綾辻行人 09


霧越邸殺人事件


2000/06/13

 「館」シリーズ番外編とも言うべき大作。しかし、どちらかといえばからっとした作風の「館」シリーズとは違い、本作は終始重厚な雰囲気に包まれている。正統派本格ミステリーの体裁を保っている一方、幻想小説という一面も持ち合わせている。

 信州の山深い地で、猛吹雪に遭遇した劇団「暗色天幕」のメンバー8人。彼らの前に突如出現した豪奢な屋敷「霧越邸」。彼らは、命からがら「霧越邸」に転がり込む。助かった、と一同は安堵する…が、外界との連絡が絶たれた「霧越邸」で、メンバーたちが次々と殺されていく。死体には、ある法則の下に装飾が施されていた。

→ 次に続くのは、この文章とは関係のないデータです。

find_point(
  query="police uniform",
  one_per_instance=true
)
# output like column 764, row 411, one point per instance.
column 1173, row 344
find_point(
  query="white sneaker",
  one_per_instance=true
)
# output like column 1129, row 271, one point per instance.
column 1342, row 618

 いわゆる「見立て殺人」である。こんなこと実際にする人間がいるのか、「見立て」に何の必然性があるのか、と一笑に付する読者もいるかもしれない。死体に施された装飾にしても、あまりにも芝居じみていると言えないこともない。何しろ彼らは劇団員なのだから。しかし、「霧越邸」という舞台においては、それらは些細な問題でしかない。

 「霧越邸」が持つ不思議な力。この謎めいた屋敷は、「暗色天幕」のメンバーたちに何らかのサインを示す。単にメンバーの名前であったり、次なる犠牲者であったり、時には犯人をほのめかしたりする。サインはことごとく現実のものとなる。

 真犯人の殺害動機を、どのように捕らえればいいのだろう。「霧越邸」という比類なき舞台を前にして、劇団員としての血が騒いだのか? 否、動機など大した問題ではないのかもしれない。ここは「霧越邸」なのだから。事件を起こしたのは、真犯人の意思ではなく、「霧越邸」の意思かもしれないのだから。

 事件は現実の論理によって解明されるが、「霧越邸」の不思議な力の謎は残されたまま終わる。この点についての批判も多いようだ。僕も読み終えて戸惑ったのは事実だ。しかし、これだけは理解したつもりである。綾辻さんが本作に、どれほど情熱を傾けたか。

 ちょっと言葉遊びが過ぎるかなあ、という気もしないでもないが…。